- Directed by: Raymond Léopold Bruckberger (as R.L. Bruckberger) Philippe Agostini
- Written by: Raymond Léopold Bruckberger (R.L. Bruckberger) (adaptation) Philippe Agostini (adaptation)
- Screenplay by: Raymond Léopold Bruckberger (R.L. Bruckberger) Philippe Agostini
- Based on: Gertrud von Le Fort (novella) Georges Bernanos (play)
- Starring: Jeanne Moreau Alida Valli Madeleine Renaud Pascale Audret Pierre Brasseur Jean-Louis Barrault
- Cinematography: André Bac
- Edited by: Gilbert Natot
- Music by: Jean Françaix
- Color process: Black and white
- Production company: Champs-Élysées Productions
- Distributed by: Lux Compagnie Cinématographique de France
- Release date: 10 June 1960;
- Running time: 113 minutes
- Countries: France Italy
- Language: French

= Dialogue of the Carmelites =

Dialogue with the Carmelites (Le dialogue des Carmélites, I dialoghi delle Carmelitane, also known as The Carmelites) is a 1960 French-Italian historical drama film written and directed by Raymond Léopold Bruckberger and Philippe Agostini and starring Jeanne Moreau, Alida Valli, Madeleine Renaud, Pascale Audret, Pierre Brasseur and Jean-Louis Barrault. It is based upon the play by Georges Bernanos, which in turn was adapted from the novella The Song at the Scaffold by Gertrud von Le Fort. It's the story of the Martyrs of Compiègne, Carmelite nuns who were guillotined in Paris in 1794 in the waning days of the Reign of Terror during the French Revolution, after refusing to renounce their vocation.

==Plot ==
During the difficult years of the French Revolution, the young noblewoman Bianca, on the advice of her father, the Marquis de la Force, has entered the cloistered convent of the Carmelites of Compiègne. Her need to find a safe refuge is accompanied by a certain religious vocation, but, despite this, she is afraid of facing sacrifices and suffering and of not being up to her choice.

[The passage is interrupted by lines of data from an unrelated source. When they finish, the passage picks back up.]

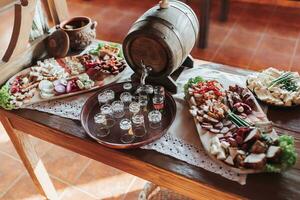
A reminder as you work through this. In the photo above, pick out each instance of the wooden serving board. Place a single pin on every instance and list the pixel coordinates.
(205, 137)
(37, 99)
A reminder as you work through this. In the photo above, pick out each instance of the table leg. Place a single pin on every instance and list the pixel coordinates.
(204, 23)
(30, 159)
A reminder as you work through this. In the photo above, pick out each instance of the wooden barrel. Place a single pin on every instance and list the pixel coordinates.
(162, 38)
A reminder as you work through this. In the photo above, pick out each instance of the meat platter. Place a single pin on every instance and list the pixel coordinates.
(62, 77)
(234, 131)
(276, 87)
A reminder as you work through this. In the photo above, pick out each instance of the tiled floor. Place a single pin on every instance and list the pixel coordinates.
(254, 37)
(87, 179)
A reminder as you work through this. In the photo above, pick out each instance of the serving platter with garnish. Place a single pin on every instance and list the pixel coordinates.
(234, 131)
(275, 87)
(63, 77)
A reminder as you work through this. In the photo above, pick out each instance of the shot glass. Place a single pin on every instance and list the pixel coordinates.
(127, 134)
(159, 90)
(143, 101)
(102, 98)
(118, 109)
(102, 129)
(127, 86)
(138, 125)
(149, 89)
(158, 102)
(106, 110)
(155, 118)
(110, 95)
(134, 108)
(126, 98)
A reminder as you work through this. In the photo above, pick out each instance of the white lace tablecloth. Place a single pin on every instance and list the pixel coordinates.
(182, 140)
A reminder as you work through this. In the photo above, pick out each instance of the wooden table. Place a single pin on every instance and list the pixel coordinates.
(160, 169)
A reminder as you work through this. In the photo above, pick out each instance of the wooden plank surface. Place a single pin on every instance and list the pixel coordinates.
(30, 159)
(161, 169)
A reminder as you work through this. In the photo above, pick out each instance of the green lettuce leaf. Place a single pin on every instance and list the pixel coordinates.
(5, 98)
(288, 156)
(191, 82)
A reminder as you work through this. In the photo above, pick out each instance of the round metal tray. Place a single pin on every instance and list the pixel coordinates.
(91, 107)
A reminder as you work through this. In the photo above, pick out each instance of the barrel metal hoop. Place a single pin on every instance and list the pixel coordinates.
(169, 25)
(170, 62)
(178, 8)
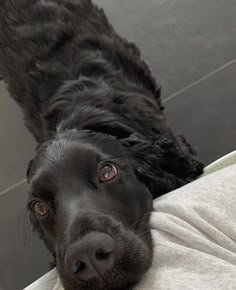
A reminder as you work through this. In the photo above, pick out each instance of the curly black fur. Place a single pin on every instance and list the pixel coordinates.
(68, 69)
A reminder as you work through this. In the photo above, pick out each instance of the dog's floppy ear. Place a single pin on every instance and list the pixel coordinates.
(28, 172)
(162, 165)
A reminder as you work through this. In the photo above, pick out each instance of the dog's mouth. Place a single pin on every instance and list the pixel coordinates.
(115, 259)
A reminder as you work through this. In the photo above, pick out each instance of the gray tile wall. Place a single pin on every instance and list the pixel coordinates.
(191, 47)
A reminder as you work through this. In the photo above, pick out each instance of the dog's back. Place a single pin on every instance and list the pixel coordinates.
(44, 43)
(39, 42)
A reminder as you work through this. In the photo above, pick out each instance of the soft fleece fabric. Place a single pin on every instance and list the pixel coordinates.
(194, 232)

Soon the revolutionary authorities and the people begin to harass the nuns, accusing them of being reactionary enemies of the homeland, who grab riches and give hospitality to fugitives. Forced to leave the convent, the nuns vow to be willing to sacrifice their lives so that the Catholic religion can survive in France.

Dispersed in small groups, almost all of them are arrested, found guilty and sentenced to death. The procession that accompanies them to the Place du Trône-Renversé (now the Place de la Nation), where the execution is to take place, crosses the streets of Paris between prayers, blessings and religious songs. Bianca de la Force, with courage, climbs the gallows in place of Mother Mary of the Incarnation, who is the only one to be saved and who alone will continue to practice the teaching of Carmel.